Did she forget the whole ‘no onward ticket’ ordeal? I guess so.
Confused, we jetted through security, down the escalator to our gate at the end of the building only to be greeted by a room FULL of passengers, patiently waiting.
We headed straight for the desk and showed our boarding passes, heaving a sigh of relief. The staff told us that the flight had not yet begun boarding and we should have a seat until our seat numbers are called.
… what? Why did they lie to us like that? I’m pretty sure they were just having a lolly-gag at the stupid gringos and were now laughing about it over coffee.
A good half hour later, we boarded our red-eye flight to Ecuador, which just happened to be at about half capacity with massive overhead storage compartments big enough to fit a guitar case, Rory’s backpack, and an entire school of children, teachers included.
But, we were just happy to be on the plane.

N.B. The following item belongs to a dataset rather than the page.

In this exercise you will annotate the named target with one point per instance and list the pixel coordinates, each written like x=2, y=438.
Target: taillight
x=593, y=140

The flight itself was rather pleasant; ample legroom in economy class, built-in entertainment systems, friendly staff, an edible meal of chicken and rice and even free wine and whiskey to drown Rory’s worries away. Sleeping was even possible thanks to the empty clusters of seats in the middle section.
Arriving in Ecuador, we weren’t sure what would happen, it was possible they would send us home for trying to immigrate and no plane ticket home. But, approaching the customs counter, we got a very friendly officer who asked if we’d been here before, stamped our passports, and wished us a happy holiday in his beautiful country.
Thank you :).
Then… we waited for the luggage. Minutes passed and people started collecting their belongings, the crowd slowly dissipating. Rory’s backpack was one of the last to come out with only a few people left at that point.
The guitar never came.
We went to the empty lost luggage counter and waited. Nobody seemed to be working there, so we went and asked some of the staff around the airport until we were led to the right person who could help us. She finally went back to her post and began helping anybody but us, despite us being the first to arrive and wait for her.

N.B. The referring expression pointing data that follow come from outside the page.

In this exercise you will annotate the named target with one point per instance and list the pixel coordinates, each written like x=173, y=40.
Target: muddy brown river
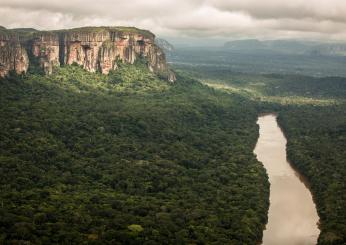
x=292, y=217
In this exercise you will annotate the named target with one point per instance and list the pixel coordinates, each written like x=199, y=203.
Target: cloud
x=314, y=19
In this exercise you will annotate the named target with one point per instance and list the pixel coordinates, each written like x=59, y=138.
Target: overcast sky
x=219, y=19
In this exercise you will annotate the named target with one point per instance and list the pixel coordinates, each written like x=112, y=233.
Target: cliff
x=94, y=48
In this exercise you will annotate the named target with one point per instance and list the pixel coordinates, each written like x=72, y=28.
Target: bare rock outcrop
x=93, y=48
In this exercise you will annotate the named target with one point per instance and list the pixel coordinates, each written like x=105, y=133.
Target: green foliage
x=85, y=156
x=316, y=146
x=312, y=114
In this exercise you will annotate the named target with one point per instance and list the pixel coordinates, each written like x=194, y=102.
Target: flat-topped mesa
x=93, y=48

The only people left in the arrival wing, we got the paperwork filled out and that was it. We were off to the coast with no guitar, the guitar I bought him for his 21st birthday that was made in Canada and dear to his heart. While we knew the risks of bringing it along, we didn’t think it would disappear this quickly.
All hope gone, we received an email the next day. They had found it!
A week later, the guitar was delivered to our Spanish School. Surprisingly, it was fully intact despite the hole they managed to crush in the case. They must have slammed the plane door on it or something because it was really unreasonably f*cked. But, I guess that’s what hard cases are for…
He sent a letter of complaint to the airline with detailed photos of the damage and without protest, they agreed to compensate him $100 for it. Considering he bought the case for $50 off Craigslist, he accepted and waited the month that it took for them to deposit the money into his account.
The bright side — we made it to Ecuador, so did our stuff, and we even made $50 profit out of the deal.
The downside — LAN airlines has terrible customer service (apart from their in-flight attendants who are lovely) and I’ll now be going out of my way to never fly with them again. There’s too many other airlines offering cheap airfare.
Also, as a side note, if you’re flying on a one-way ticket, do what you can to get your hands on an onward travel itinerary. Be it an actual booking, a bus ticket, or a not-so-real, but not-so-fake printout of a could-be ticket (it can be done). You don’t want to get ripped off by airlines forcing you to buy their tickets when the check-in lady is dangling the proverbial carrot in front of your nose.
Happy travels :).
What’s your worst flying experience to date?